Sebelum tidur disunnatkan berwudhu' terlebih dahulu. Saat di tempat tidur, disunnatkan pula mengibaskan sperei tiga kali sebelum berbaring, berdasarkan hadits Abu Hurairah ra bahwasanya Rasulullah ra bersabda: "Apabila seorang dari kamu akan tidur pada tempat tidurnya, maka hendaklah mengirapkan kainnya pada tempat tidurnya itu terlebih dahulu, karena ia tidak tahu apa yang ada di atasnya..." Sesaat sebelum memejamkan mata, ada baiknya kita muhasabah (berintrospeksi diri) atas apa yang telah dilakukan sejak pagi hingga menjelang tidur. Saat kita mengingat telah melakukan perbuatan yang baik, maka hendaknya memuji kepada Allah SWT dan jika sebaliknya maka hendaknya segera memohon ampunan-Nya, kembali dan bertobat kepada-Nya. Ambil posisi badan miring ke kanan saat tidur. Jangan lupa untuk nembaca ayat Kursi, dua ayat terakhir dari Surah Al-Baqarah, Surah Al-Ikhlas dan Al-Mu`awwidzatain (Al-Falaq dan An-Nas), karena banyak hadits-hadits shahih yang menganjurkan hal tersebut.
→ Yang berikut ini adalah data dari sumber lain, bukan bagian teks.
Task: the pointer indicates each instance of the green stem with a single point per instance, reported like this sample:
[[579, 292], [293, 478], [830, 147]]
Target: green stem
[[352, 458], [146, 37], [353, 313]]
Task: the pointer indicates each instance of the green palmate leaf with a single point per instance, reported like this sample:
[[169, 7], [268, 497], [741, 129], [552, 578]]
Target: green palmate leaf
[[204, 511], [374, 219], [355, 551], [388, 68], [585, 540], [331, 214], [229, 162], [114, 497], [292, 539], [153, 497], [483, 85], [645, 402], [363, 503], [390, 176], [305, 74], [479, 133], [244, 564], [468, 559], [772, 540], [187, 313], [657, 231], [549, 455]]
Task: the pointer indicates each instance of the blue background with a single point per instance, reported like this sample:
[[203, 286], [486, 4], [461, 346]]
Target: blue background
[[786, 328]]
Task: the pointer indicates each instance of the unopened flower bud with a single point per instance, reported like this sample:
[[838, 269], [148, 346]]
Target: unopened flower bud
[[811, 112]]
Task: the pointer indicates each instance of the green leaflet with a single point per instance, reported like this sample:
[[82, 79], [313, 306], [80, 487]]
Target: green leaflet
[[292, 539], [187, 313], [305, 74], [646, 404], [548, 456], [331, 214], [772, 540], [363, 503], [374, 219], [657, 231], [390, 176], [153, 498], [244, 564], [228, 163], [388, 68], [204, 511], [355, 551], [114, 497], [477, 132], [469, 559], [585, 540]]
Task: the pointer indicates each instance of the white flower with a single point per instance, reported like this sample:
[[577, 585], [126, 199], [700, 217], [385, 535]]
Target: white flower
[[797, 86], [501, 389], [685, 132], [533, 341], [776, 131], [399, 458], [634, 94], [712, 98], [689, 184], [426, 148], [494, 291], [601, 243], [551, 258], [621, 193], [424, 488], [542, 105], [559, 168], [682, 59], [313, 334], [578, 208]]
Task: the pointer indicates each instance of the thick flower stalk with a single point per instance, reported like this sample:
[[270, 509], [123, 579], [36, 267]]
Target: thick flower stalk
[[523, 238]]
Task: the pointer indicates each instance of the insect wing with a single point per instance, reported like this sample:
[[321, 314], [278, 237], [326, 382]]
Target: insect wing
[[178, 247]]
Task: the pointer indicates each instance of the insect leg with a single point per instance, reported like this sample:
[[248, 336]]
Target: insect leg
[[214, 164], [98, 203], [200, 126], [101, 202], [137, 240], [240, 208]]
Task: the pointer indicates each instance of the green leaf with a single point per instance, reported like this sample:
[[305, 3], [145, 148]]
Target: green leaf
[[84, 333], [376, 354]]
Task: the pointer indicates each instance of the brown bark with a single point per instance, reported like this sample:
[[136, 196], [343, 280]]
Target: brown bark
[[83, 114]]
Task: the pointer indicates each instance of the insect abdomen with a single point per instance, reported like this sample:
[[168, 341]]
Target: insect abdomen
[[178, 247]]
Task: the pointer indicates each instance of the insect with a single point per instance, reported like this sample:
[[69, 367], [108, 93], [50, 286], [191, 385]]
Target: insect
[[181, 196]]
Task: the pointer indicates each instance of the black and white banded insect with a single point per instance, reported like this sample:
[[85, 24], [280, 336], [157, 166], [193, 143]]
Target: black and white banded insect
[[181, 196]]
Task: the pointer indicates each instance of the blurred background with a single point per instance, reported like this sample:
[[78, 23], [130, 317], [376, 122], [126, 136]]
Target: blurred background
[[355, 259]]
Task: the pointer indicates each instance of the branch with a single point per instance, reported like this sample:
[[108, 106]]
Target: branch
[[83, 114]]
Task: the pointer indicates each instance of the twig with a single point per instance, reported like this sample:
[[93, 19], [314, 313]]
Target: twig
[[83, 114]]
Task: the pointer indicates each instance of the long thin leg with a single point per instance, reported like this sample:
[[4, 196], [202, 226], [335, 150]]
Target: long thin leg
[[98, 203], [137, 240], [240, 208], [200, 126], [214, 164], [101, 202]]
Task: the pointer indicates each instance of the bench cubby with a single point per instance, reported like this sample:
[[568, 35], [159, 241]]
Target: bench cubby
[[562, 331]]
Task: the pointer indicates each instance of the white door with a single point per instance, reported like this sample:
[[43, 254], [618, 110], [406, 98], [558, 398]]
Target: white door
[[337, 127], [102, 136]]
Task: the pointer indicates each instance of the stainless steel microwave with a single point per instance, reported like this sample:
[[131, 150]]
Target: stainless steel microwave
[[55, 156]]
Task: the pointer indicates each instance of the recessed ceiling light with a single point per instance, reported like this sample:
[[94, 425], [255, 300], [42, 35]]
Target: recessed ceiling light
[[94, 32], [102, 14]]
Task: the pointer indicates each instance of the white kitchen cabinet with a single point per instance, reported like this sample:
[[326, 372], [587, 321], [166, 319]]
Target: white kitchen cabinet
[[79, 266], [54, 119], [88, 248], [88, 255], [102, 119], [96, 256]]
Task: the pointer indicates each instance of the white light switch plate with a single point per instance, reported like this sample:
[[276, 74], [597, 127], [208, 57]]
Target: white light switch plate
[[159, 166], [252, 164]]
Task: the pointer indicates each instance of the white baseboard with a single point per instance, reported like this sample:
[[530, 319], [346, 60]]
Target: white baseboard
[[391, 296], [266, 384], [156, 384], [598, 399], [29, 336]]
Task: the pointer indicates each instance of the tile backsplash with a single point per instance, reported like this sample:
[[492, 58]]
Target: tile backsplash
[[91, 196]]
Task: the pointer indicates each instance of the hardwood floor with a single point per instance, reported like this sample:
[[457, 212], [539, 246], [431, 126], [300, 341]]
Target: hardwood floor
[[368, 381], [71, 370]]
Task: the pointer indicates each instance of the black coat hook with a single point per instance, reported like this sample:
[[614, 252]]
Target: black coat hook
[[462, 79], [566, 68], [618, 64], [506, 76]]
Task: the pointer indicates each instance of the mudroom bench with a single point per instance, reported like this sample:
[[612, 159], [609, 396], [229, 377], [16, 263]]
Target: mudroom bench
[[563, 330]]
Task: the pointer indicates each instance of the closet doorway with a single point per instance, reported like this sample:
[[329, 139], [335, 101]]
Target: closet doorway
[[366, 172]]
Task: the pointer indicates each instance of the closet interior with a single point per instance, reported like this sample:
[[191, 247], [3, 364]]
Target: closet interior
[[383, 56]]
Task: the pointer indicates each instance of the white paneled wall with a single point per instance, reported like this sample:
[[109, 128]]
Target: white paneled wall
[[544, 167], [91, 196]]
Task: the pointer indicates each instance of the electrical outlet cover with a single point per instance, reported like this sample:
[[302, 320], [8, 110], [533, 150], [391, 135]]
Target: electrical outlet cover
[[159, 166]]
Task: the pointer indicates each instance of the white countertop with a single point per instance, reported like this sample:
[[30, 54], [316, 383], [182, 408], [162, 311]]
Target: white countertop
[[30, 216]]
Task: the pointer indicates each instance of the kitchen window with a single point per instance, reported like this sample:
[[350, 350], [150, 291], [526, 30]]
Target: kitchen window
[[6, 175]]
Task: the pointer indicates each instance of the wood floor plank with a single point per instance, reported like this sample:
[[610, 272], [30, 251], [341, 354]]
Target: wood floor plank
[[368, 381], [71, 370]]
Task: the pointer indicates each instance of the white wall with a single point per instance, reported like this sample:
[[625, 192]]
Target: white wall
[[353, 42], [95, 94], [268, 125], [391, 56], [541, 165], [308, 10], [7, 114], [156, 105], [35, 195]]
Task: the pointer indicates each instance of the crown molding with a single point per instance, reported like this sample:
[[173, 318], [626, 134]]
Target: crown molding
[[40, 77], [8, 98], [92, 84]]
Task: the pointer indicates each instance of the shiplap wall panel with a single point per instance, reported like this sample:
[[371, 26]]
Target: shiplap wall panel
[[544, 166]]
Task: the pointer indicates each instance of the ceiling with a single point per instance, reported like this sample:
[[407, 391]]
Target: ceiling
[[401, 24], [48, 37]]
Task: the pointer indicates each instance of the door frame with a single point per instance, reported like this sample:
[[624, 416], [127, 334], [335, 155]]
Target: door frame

Selain itu membaca do`a-do`a dan dzikir yang keterangannya shahih dari Rasulullah SAW, seperti : Allaahumma qinii yauma tab'atsu 'ibaadaka"Ya Allah, peliharalah aku dari adzab-Mu pada hari Engkau membangkitkan kembali segenap hamba-hamba-Mu". Dibaca tiga kali.(HR. Abu Dawud dan di hasankan oleh Al Albani)

Membaca: Bismika Allahumma Amuutu Wa ahya " Dengan menyebut nama-Mu ya Allah, aku mati dan aku hidup." (HR. Al Bukhari). Apabila di saat tidur merasa kaget atau gelisah atau merasa ketakutan, maka disunnatkan (dianjurkan) berdo`a dengan do`a berikut ini : " A'uudzu bikalimaatillaahit taammati min ghadhabihi Wa syarri 'ibaadihi, wa min hamazaatisy syayaathiini wa an yahdhuruuna." Aku berlindung dengan Kalimatullah yang sempurna dari murka-Nya, kejahatan hamba-hamba-Nya, dari gangguan syetan dan kehadiran mereka kepadaku". (HR. Abu Dawud dan dihasankan oleh Al Albani). Jangan pernah lupa menutup pintu, jendela dan memadamkan api dan lampu sebelum tidur. Dari Jabir ra diriwayatkan bahwa sesungguhnya Rasulullah  telah bersabda: "Padamkanlah lampu di malam hari apa bila kamu akan tidur, tutuplah pintu, tutuplah rapat-rapat bejana-bejana dan tutuplah makanan dan minuman". (Muttafaq'alaih).

Berikut adalah hal-hal makruh dalam tidur. Posisi tidur tengkurap adalah makruh. Seperti dikisahkan Abu Dzar ra. "Nabi Muhammad SAW pernah lewat melintasi aku, dikala itu aku sedang berbaring tengkurap. Maka Nabi membangunkanku dengan kakinya sambil bersabda :"Wahai Junaidab (panggilan Abu Dzar), sesungguhnya berbaring seperti ini (tengkurap) adalah cara berbaringnya penghuni neraka". (H.R. Ibnu Majah dan dinilai shahih oleh Al-Albani). Makruh tidur di atas dak terbuka, karena di dalam hadits yang bersumber dari `Ali bin Syaiban disebutkan bahwasanya Nabi SAW telah bersabda: "Barangsiapa yang tidur malam di atas atap rumah yang tidak ada penutupnya, maka hilanglah jaminan darinya". (HR. Al-Bukhari di dalam al-Adab al-Mufrad, dan dinilai shahih oleh Al-Albani).